Entró
Purita corriendo con una pequeña caja y se la entregó a Paulina que terminaba
con los últimos detalles del traje de María del Pilar .Las manos nerviosas de ambas parecían pichones
prontos a volar. Golpearon suavemente a la puerta y entró Don
Pedro con su estampa de hombre
ilustre en ese chaqué de negro y grises azulados, que lo hacían más noble aún
de lo que era él en la vida cotidiana. Brillaban los botones de diamante y la corbata de seda. María del Pilar lo miró
con inmenso amor de hija agradecida. Él, le entregó también una pequeña caja
que abrió presurosa y feliz. Un collar de oro y zafiros irrumpieron en el
terciopelo blanco, ella no pudo quedarse quieta y abrazó nuevamente a su amado
padre. Sabía que esa alhaja estaba en la familia desde siempre. Sacó de la otra
cajita una sutil coronilla de nardos, rositas blancas minúsculas, azahares y
helechitos que le daba un pequeño toque de color, le pidió al padre que se la colocara en la cabeza junto
con el velo que le daba un aspecto casi fantasmal, pero con el hermoso
traje que envolvía su cuerpo en seda y
encaje, el porte era de una venus. Ya estaba casi lista. Saldría de allí rumbo a la capilla del convento Del
Divino Amor donde esperaba el hombre que su corazón había elegido apenas conoció.
Don
Pedro cerró los ojos porque unas atrevidas lágrimas trataban de escapar de allí
sin su consentimiento y mancharían su ropa.
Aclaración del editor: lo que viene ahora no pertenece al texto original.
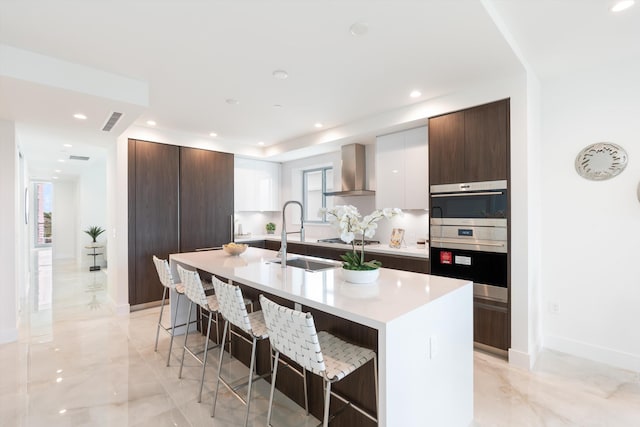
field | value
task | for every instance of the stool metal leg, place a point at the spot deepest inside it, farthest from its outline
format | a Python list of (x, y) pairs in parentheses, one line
[(173, 327), (186, 334), (375, 382), (327, 400), (164, 294), (273, 386), (204, 358), (251, 368), (215, 395)]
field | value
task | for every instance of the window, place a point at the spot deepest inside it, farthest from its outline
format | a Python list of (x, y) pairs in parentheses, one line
[(43, 197), (315, 182)]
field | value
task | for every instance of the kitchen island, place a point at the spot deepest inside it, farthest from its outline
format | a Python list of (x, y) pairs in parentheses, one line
[(423, 323)]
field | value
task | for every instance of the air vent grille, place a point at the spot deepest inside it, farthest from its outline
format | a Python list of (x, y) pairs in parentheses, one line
[(111, 121)]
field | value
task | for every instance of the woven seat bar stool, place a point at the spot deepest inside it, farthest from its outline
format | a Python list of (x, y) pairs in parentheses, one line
[(293, 333), (166, 279), (194, 291), (233, 308)]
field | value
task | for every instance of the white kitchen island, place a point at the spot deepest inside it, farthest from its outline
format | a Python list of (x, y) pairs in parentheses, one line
[(424, 325)]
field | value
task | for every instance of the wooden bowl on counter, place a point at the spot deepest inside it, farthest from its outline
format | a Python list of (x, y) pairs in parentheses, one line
[(235, 249)]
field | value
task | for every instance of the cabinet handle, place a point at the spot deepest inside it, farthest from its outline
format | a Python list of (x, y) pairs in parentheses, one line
[(484, 193)]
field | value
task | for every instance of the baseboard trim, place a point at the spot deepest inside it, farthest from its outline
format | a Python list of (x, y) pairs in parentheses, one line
[(618, 359), (120, 309), (8, 335), (520, 359)]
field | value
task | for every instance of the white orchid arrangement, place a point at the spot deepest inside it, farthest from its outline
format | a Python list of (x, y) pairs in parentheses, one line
[(348, 220)]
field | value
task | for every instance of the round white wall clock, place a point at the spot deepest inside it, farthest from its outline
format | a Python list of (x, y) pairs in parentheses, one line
[(602, 160)]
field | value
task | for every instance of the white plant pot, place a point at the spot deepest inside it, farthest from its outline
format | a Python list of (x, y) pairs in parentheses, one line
[(360, 276)]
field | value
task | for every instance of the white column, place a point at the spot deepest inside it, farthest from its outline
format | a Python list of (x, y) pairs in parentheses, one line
[(9, 198)]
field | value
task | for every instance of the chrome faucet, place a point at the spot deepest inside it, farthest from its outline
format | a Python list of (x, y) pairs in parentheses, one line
[(283, 246)]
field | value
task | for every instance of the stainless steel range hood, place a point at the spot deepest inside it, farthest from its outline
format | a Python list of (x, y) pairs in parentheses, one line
[(353, 172)]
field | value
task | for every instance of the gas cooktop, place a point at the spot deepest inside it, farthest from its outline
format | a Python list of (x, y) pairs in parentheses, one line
[(358, 242)]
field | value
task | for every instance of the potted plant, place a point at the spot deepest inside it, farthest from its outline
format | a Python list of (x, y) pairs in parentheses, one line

Cuando llegaron las monjas del Divino Amor
al pueblo, con sus hábitos color rosa y
velos de nupciales, con silencio
total y permanente penitencia y rezos, había nevado en pleno verano, dejando en
todo el pueblito, la sensación de singularidad, asombro y desconcierto. ¿Acaso
significaba alguna premonición? Tal vez sirvió para que muchos lugareños
revisaran su vida y se prometieran cambios que luego olvidaron.
Pasado el tiempo
fueron llegando muchachas de los pueblos vecinos que se atrevieron al silencio
y a la contemplación.
Recuerdo que en esa
época la abadesa era la Madre Natalia , una frágil
mujercita que por su porte más parecía una niña que la superiora, conductora y
líder, de más de treinta mujeres religiosas. Una noche de agotadora tormenta, rumorosa y afligente,
cuando sólo quedaban las hermanas guardianas rezando en la capilla; comenzó a
sonar insistentemente la campana del torno, por el que la gente del pueblo se
comunicaba con las monjas, sin palabras ni rostros para contemplar. Rompía en
la noche la monotonía de los sonidos, el ruido de la campanilla era persistente
y la abadesa pidió a la hermana Buen Pastor que con la hermana Resurrección,
bajaran a ver qué sucedía allá . Cuando llegaron agitadas y asustadas por lo
inusual del suceso, encontraron un pequeño bultito, que tomaron apresuradamente
creyendo que eran comestibles de algún penitente trasnochado. Corrieron al refectorio donde
estaban esperando silenciosas las otras religiosas...,¡cuál fue la sorpresa
cuando a la luz vieron que allí había un pequeño bebé que gesticulaba ya casi sin fuerzas de tanto llorar! La
abadesa se sentó intimidada, nunca se imaginó que algo así sucedería en esas
paredes.
Yo había sido la
hermana mayor de 17 niños, que habían amado, alegrado y desgastado hasta lo más
íntimo la capacidad de criar a un pequeño más. Apenas le vi, mi impulso
fue tomarlo en las manos y darle calor al cuerpecito.
Sor Natalia me miró y
en su suave pero firme mirada me amonestó. Di un paso atrás. Habló...¡Hacía por
lo menos cinco años que no escuchábamos
una voz humana!
-Hermanas...No sabemos si es niña o niño. Si
así fuera debemos, no sé, llevarlo a otro sitio. Yo con una mirada inquisitiva
pedí autorización para ver al bebé. Ella aprobó mi gesto. Recuerdo las bellas
prendas de encaje, seda y suave lana que envolvían aquella bebita. Desprendí
los pañales y con alegría vimos que era una bella niña. Sana y hermosa como un
capullo. Un suavísimo murmullo de alegría y de estupor salió de las mudas gargantas de las hermanas
que con sus hábitos mal compuestos habían llegado al recinto, rompiendo las reglas. Esa pequeña no era hija
de una rústica , de una mujer imposibilitada de criarla por pobreza y hambre.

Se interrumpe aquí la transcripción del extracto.